Back to Issue Twenty-Two.

the air gun & the stuffed pony

BY CORRIE WILLIAMSON

 

  at the Virginia Military Institute Museum in Lexington, VA

It may not be his & yet it may – the gun
Lewis carried from Philidelphia
to the Pacific, the one he called

great medicine & set off, smokeless,
pneumatic, sans muzzle flash &
gunpowder cloud, flintlock-free

& firable in rain, to amaze
the natives & which he accidentally
shot through the hat of a passerby,

grazing her temple, before the
expedition had even departed.
It gleams behind glass. Yes, I think

it beautiful, but in the way of true
tools: the tale of its travels,
the hands that touched it. Speaking

of tools, I can’t help but wonder how
often they run the vacuum in that
glass case above my head, where

stands Stonewall Jackson’s stuffed
pony Little Sorrell, who lived long
after Jackson’s death first as a POW,

then a tourist attraction at southern
fairs & rebel reunions, at the end
held up for visitors in his feebleness

by a sling round his belly, till the sling
slipped, Sorrell fell to the floor, & broke
his back. Fortunately you don’t need

a horse’s bones to stuff him. His
skeleton’s ashes lie buried at his
master’s feet, while his hide dims

under museum lights, the tufted
hair released in gentle molting,
its decay wholly, holy, despite delay.

 

Corrie Williamson is the author of Sweet Husk, which won the 2014 Perugia Press Prize and was a finalist for the Library of Virginia Poetry Award.
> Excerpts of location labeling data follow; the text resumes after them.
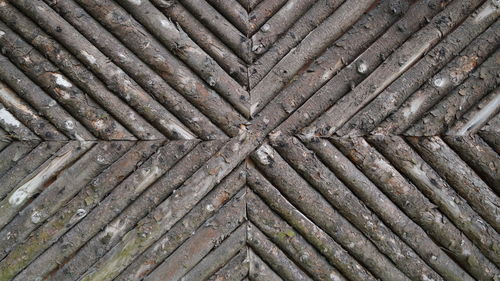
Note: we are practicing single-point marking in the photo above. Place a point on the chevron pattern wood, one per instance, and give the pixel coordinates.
(262, 140)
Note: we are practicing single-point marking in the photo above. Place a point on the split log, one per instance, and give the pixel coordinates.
(114, 77)
(76, 71)
(249, 4)
(174, 207)
(398, 91)
(138, 70)
(334, 253)
(59, 192)
(220, 256)
(417, 207)
(399, 62)
(477, 116)
(280, 22)
(183, 229)
(259, 270)
(394, 217)
(116, 206)
(234, 12)
(303, 26)
(36, 181)
(182, 46)
(13, 153)
(292, 243)
(120, 210)
(224, 56)
(312, 45)
(28, 115)
(438, 119)
(452, 75)
(353, 48)
(15, 129)
(463, 179)
(227, 222)
(4, 140)
(315, 206)
(27, 165)
(479, 156)
(261, 13)
(52, 80)
(339, 195)
(43, 103)
(76, 210)
(167, 66)
(161, 219)
(277, 260)
(235, 269)
(491, 133)
(229, 34)
(441, 193)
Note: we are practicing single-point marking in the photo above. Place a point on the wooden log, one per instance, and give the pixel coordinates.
(168, 67)
(76, 71)
(289, 241)
(249, 4)
(76, 210)
(114, 77)
(121, 210)
(479, 156)
(454, 105)
(312, 45)
(183, 229)
(463, 179)
(14, 127)
(394, 217)
(477, 116)
(200, 34)
(235, 269)
(56, 83)
(334, 253)
(259, 270)
(325, 78)
(138, 70)
(40, 178)
(277, 260)
(392, 68)
(491, 133)
(229, 34)
(27, 165)
(220, 256)
(339, 195)
(172, 209)
(28, 115)
(313, 204)
(13, 153)
(319, 12)
(441, 193)
(452, 74)
(99, 226)
(4, 140)
(397, 92)
(417, 207)
(233, 12)
(261, 13)
(182, 46)
(59, 192)
(227, 222)
(279, 23)
(43, 103)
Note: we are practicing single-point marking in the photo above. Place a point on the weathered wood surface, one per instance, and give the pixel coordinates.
(234, 140)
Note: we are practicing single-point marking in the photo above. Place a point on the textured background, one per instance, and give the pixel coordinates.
(249, 140)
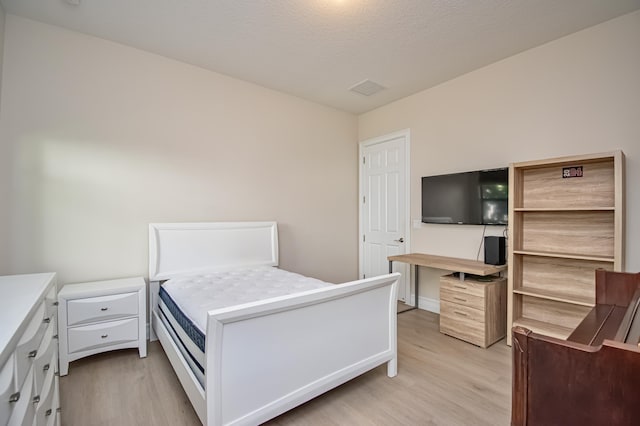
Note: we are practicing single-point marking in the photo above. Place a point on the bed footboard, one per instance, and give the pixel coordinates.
(267, 357)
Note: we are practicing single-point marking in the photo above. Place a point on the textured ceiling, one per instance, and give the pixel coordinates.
(318, 49)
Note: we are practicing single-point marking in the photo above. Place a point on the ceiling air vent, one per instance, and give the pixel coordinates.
(367, 88)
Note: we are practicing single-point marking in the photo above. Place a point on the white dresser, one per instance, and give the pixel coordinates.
(29, 393)
(101, 316)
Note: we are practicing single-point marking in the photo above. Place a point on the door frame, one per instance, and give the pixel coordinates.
(406, 134)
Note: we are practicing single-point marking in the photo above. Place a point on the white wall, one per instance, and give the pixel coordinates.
(107, 138)
(4, 174)
(579, 94)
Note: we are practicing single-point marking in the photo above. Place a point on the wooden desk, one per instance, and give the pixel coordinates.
(454, 264)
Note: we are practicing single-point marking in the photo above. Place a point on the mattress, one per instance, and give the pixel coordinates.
(185, 301)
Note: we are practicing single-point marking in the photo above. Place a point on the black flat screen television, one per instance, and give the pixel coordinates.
(472, 198)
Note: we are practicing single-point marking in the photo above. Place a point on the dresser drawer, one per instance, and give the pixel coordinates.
(103, 334)
(44, 407)
(7, 388)
(461, 298)
(24, 408)
(462, 322)
(27, 347)
(466, 287)
(92, 309)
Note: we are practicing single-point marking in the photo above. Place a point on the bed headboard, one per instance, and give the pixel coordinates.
(179, 248)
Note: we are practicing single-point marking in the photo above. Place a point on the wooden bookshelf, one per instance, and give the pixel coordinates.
(561, 229)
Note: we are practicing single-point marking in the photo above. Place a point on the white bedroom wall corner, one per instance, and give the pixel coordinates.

Her poems have appeared in The Missouri Review, AGNI, West Branch, Verse Daily, Bright Bones: Contemporary Montana Writing, and other venues. She is currently at work on a manuscript of poems that travels between early 19th century Virginia and St. Louis, and modern day Montana, where she lives. It is probably called The River Where You Forgot My Name, but it might instead be called Mastodon. There are a lot of large dead mammals in it, after all. Find her at http://www.corriewilliamson.space.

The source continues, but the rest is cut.